1. The kinin antagonist des-Arg9−[Leu8]bradykinin, injected into the lateral ventricle, caused a long-lasting, dose-dependent reduction in arterial blood pressure and heart rate in spontaneously hypertensive rats but not in normotensive Wistar-Kyoto rats; the antagonist also blocked the pressor response to ventricularly infused bradykinin in both strains.

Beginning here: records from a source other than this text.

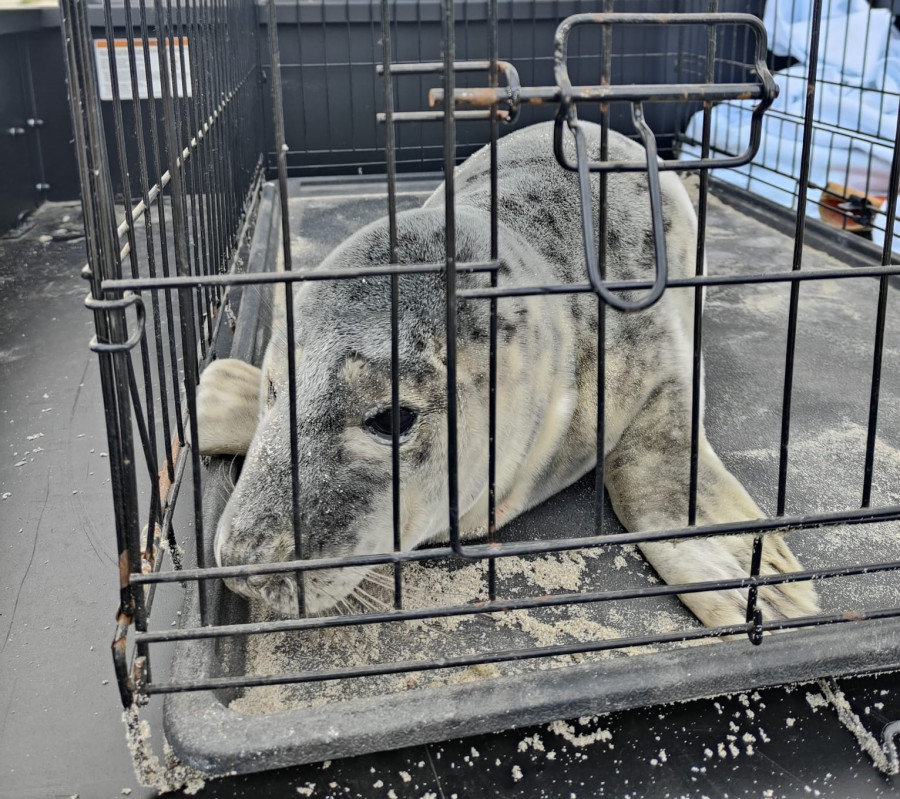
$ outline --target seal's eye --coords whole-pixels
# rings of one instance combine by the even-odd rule
[[[412,408],[401,405],[399,434],[401,436],[406,435],[416,423],[417,418],[418,415]],[[367,433],[371,433],[376,438],[390,443],[393,440],[393,421],[391,409],[385,408],[378,413],[366,417],[366,419],[363,420],[363,427],[365,427]]]
[[[275,391],[275,384],[270,380],[269,381],[269,393],[266,397],[266,405],[270,408],[275,404],[275,399],[278,396],[278,392]]]

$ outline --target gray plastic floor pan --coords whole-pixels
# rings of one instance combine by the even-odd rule
[[[401,208],[419,205],[433,185],[401,184]],[[383,191],[383,186],[373,183],[304,184],[302,189],[293,184],[290,212],[295,268],[316,265],[346,235],[382,216],[386,209]],[[267,187],[260,219],[266,220],[265,224],[271,219],[277,228],[273,196]],[[262,227],[264,224],[255,234],[257,254],[261,247],[277,241],[277,236],[270,237]],[[710,273],[790,268],[789,235],[715,199],[709,213],[708,246]],[[274,251],[268,255],[271,268]],[[853,257],[839,255],[841,260],[808,248],[804,265],[843,266]],[[706,298],[709,438],[726,466],[767,513],[775,510],[789,293],[786,284],[767,284],[710,288]],[[892,293],[895,296],[890,300],[896,304],[896,292]],[[859,505],[876,298],[873,279],[816,281],[802,286],[789,514]],[[266,320],[257,323],[255,314],[257,309],[265,309],[266,303],[254,301],[252,292],[247,291],[244,302],[234,354],[258,359],[261,336],[256,330],[264,331]],[[886,342],[872,503],[876,507],[900,502],[900,313],[891,314]],[[221,475],[222,464],[214,462],[205,477],[204,523],[210,531],[215,529],[225,502]],[[591,485],[588,476],[503,528],[501,537],[568,537],[590,529]],[[620,530],[608,504],[607,510],[610,532]],[[807,567],[900,560],[900,523],[804,531],[791,534],[789,541]],[[212,562],[211,552],[208,558]],[[432,567],[431,574],[449,574],[451,579],[454,570],[461,568],[469,567],[450,563]],[[620,547],[598,551],[579,569],[583,580],[604,589],[646,585],[656,579],[637,553],[623,552]],[[535,583],[529,583],[527,575],[512,575],[506,584],[501,582],[501,591],[504,586],[510,591],[535,591]],[[256,612],[214,582],[209,583],[209,591],[213,623],[247,620]],[[819,593],[825,612],[842,612],[851,618],[859,609],[895,607],[900,601],[900,574],[883,572],[823,581]],[[613,604],[600,603],[585,611],[594,614],[582,625],[588,634],[603,629],[629,635],[662,629],[660,624],[665,629],[698,625],[673,597],[643,599],[629,609],[611,607]],[[185,626],[199,624],[196,590],[186,593],[182,620]],[[470,645],[488,646],[492,651],[533,646],[538,639],[529,629],[527,624],[494,624],[479,618],[453,634],[431,636],[429,646],[436,647],[432,654],[452,653]],[[393,653],[387,660],[402,660],[396,653],[404,652],[409,643],[402,637],[415,639],[417,635],[414,628],[393,628],[374,640],[376,648]],[[340,648],[347,640],[330,641],[329,645]],[[373,639],[366,640],[371,644]],[[331,667],[334,652],[327,647],[312,651],[309,643],[299,634],[293,638],[260,637],[248,649],[231,639],[182,643],[176,647],[171,677],[182,681],[240,674],[245,668],[259,670],[261,650],[268,650],[266,654],[274,658],[267,661],[269,665],[287,671],[316,668],[317,664]],[[396,679],[387,683],[366,678],[368,682],[346,680],[313,688],[172,694],[166,700],[165,731],[178,757],[196,768],[249,772],[824,675],[897,668],[900,623],[888,619],[767,635],[758,647],[741,639],[702,646],[645,647],[628,654],[573,659],[553,668],[533,660],[501,663],[495,669],[468,675],[464,682],[442,682],[439,672],[430,672],[425,677],[415,675],[407,685]],[[318,699],[315,691],[322,692]],[[321,697],[329,701],[322,704]],[[266,709],[280,712],[260,712]]]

2. Bradykinin content was increased in the hypothalamus and septum and decreased in the dorsal medulla of spontaneously hypertensive rats when compared with those of normotensive Wistar-Kyoto rats, whereas similar bradykinin contents were observed in the pineal gland, hypophysis and rostroventrolateral medulla of both rat strains.
3. Increased concentrations of bradykinin and its precursor kininogen were found in the cerebrospinal fluid of spontaneously hypertensive rats.
4. Bradykinin receptor numbers, measured as the binding of [125I-Tyr1]bradykinin to nervous tissue, were found to be increased in the dorsal medulla and hypophysis, and to be decreased in the pineal gland, of spontaneously hypertensive rats.
5. Therefore, the central kinin system may participate, by both pre- and post-synaptic mechanisms, in the maintenance of hypertension in spontaneously hypertensive rats.